> >

Kebahagiaan Ramadan yang Tidak Bisa Dirasakan Warga Gaza

Kompas dunia | 9 Maret 2024, 07:25 WIB
Anak-anak di Gaza, Palestina berdesakan mengantri makanan yang suplainya sangat terbatas. Bayi dan anak-anak di Gaza mulai bertumbangan meninggal kelaparan dan kehausan setelah berbulan-bulan serangan, pengeboman, pengepungan dan blokade Israel. Kelaparan paling parah terjadi di Gaza utara, yang diisolasi pasukan Israel dan mengalami penghadangan pasokan makanan. (Sumber: AP Photo)

GAZA, KOMPAS.TV - Bagi umat Islam di seluruh dunia, bulan Ramadan adalah waktu yang tepat untuk beribadah dan berkumpul makan malam bersama keluarga. Akan tetapi, kebahagiaan itu tak bisa dirasakan warga Gaza yang menderita akibat perang yang telah berlangsung lima bulan.

Perang yang dipicu oleh operasi Hamas melawan Israel pada tanggal 7 Oktober telah menghancurkan Gaza, menewaskan puluhan ribu warga Palestina dan memicu kekerasan di tempat lain di Timur Tengah, dari Lebanon hingga laut lepas Yaman.

Di tengah puing-puing Gaza selatan, Nevin al-Siksek baru-baru ini duduk di luar tenda daruratnya, mencoba mengalihkan perhatian putrinya dari kehancuran di sekitar mereka dengan lentera plastik Ramadan.

Lentera fanous berwarna-warni adalah simbol khas Ramadan, bulan kesembilan dalam kalender Islam yang ditandai dengan puasa dari fajar hingga senja.

Di seluruh Gaza tahun ini, lampu-lampu tersebut menjadi salah satu dari sedikit tanda yang menunjukkan kedatangan bulan suci, di tengah ancaman kelaparan massal yang mengancam.

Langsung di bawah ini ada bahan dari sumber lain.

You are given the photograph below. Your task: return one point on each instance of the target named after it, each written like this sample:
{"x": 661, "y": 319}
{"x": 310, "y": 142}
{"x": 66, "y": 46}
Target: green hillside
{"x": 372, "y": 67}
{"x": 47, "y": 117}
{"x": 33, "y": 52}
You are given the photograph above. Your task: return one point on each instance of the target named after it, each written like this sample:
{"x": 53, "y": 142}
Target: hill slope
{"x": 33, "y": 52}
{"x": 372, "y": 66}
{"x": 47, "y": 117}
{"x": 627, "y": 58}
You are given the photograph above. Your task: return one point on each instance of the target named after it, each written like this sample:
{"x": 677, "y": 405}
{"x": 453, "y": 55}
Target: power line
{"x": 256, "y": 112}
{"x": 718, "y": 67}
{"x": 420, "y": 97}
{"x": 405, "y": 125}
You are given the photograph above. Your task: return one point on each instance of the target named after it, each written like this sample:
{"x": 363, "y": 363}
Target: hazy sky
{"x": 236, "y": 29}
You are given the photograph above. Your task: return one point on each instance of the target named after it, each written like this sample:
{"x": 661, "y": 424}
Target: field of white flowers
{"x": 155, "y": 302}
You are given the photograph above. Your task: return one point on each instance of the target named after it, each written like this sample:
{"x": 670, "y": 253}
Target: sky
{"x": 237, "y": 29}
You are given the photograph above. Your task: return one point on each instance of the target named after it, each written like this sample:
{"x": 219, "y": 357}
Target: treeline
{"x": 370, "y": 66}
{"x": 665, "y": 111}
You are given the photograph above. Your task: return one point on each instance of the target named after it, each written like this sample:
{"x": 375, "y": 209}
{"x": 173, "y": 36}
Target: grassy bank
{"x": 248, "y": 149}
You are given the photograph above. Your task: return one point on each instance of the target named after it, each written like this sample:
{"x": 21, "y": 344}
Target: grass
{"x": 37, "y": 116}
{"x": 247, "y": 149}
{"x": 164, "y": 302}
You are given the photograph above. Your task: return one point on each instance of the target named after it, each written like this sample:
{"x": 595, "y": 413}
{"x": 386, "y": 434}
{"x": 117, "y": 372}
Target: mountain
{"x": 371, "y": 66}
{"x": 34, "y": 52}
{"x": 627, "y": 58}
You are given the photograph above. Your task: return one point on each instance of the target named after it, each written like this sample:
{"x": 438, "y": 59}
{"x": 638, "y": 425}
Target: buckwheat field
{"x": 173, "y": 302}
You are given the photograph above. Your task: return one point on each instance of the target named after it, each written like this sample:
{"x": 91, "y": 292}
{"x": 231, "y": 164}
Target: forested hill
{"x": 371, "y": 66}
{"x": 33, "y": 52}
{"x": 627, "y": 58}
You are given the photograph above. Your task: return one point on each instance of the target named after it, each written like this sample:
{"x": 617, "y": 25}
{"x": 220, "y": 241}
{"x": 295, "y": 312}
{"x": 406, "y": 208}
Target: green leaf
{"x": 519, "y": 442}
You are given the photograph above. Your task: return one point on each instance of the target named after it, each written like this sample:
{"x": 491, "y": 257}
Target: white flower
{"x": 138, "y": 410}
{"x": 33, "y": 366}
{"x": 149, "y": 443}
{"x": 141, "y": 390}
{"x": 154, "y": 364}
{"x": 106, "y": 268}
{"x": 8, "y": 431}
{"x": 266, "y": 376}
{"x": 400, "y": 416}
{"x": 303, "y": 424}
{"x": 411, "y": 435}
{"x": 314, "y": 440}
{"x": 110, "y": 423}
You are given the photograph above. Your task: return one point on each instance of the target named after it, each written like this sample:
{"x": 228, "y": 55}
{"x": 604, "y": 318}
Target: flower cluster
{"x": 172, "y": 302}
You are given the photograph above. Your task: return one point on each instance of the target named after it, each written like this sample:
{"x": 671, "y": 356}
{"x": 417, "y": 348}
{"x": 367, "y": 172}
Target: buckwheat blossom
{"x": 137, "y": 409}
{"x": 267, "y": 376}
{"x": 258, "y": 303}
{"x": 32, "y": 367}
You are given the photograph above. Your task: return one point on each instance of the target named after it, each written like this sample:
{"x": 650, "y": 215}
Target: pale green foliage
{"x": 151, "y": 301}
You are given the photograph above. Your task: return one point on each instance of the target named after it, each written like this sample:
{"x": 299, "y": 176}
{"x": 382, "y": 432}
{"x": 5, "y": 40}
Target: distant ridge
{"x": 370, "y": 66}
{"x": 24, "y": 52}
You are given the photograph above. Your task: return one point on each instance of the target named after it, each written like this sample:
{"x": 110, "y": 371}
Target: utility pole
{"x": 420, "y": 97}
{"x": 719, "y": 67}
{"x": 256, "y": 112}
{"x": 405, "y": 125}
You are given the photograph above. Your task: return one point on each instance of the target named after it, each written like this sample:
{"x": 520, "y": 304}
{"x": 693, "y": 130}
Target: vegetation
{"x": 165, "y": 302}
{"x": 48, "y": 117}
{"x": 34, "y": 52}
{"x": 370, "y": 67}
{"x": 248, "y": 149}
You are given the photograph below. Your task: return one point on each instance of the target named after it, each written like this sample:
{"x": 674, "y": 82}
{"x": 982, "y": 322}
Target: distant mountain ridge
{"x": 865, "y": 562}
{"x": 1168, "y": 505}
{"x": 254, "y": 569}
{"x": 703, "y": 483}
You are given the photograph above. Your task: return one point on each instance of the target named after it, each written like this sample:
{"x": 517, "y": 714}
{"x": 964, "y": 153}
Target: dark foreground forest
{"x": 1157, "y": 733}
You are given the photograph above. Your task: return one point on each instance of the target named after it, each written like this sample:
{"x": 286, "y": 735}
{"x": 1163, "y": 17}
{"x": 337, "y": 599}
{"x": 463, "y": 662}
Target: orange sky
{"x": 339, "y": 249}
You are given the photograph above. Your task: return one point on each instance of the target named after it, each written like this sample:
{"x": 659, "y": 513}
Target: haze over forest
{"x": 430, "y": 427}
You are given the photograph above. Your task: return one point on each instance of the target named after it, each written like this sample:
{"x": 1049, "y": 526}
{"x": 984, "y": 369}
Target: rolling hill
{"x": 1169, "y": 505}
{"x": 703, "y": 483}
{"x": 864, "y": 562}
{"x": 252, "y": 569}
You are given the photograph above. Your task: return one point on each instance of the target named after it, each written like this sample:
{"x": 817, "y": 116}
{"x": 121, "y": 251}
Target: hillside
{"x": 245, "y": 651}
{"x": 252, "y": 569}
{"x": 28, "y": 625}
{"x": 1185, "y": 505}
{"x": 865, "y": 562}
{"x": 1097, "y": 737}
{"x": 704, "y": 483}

Gencatan senjata antara Israel dan Hamas pun tampaknya sulit terwujud di bulan Ramadan, mengingat belum ada kesepakatan yang terwujud hingga Jumat (8/3/2024).

Siksek dan keluarganya, alih-alih menyantap daging domba dan manisan di rumah yang harus mereka tinggalkan di Gaza utara, mereka akan berbuka puasa di tenda sederhana yang mereka tinggali bersama warga sipil pengungsi lainnya.

Mereka pun hanya berharap, pada hari pertama puasa, Minggu atau Senin mendatang, mereka memiliki makanan untuk disantap.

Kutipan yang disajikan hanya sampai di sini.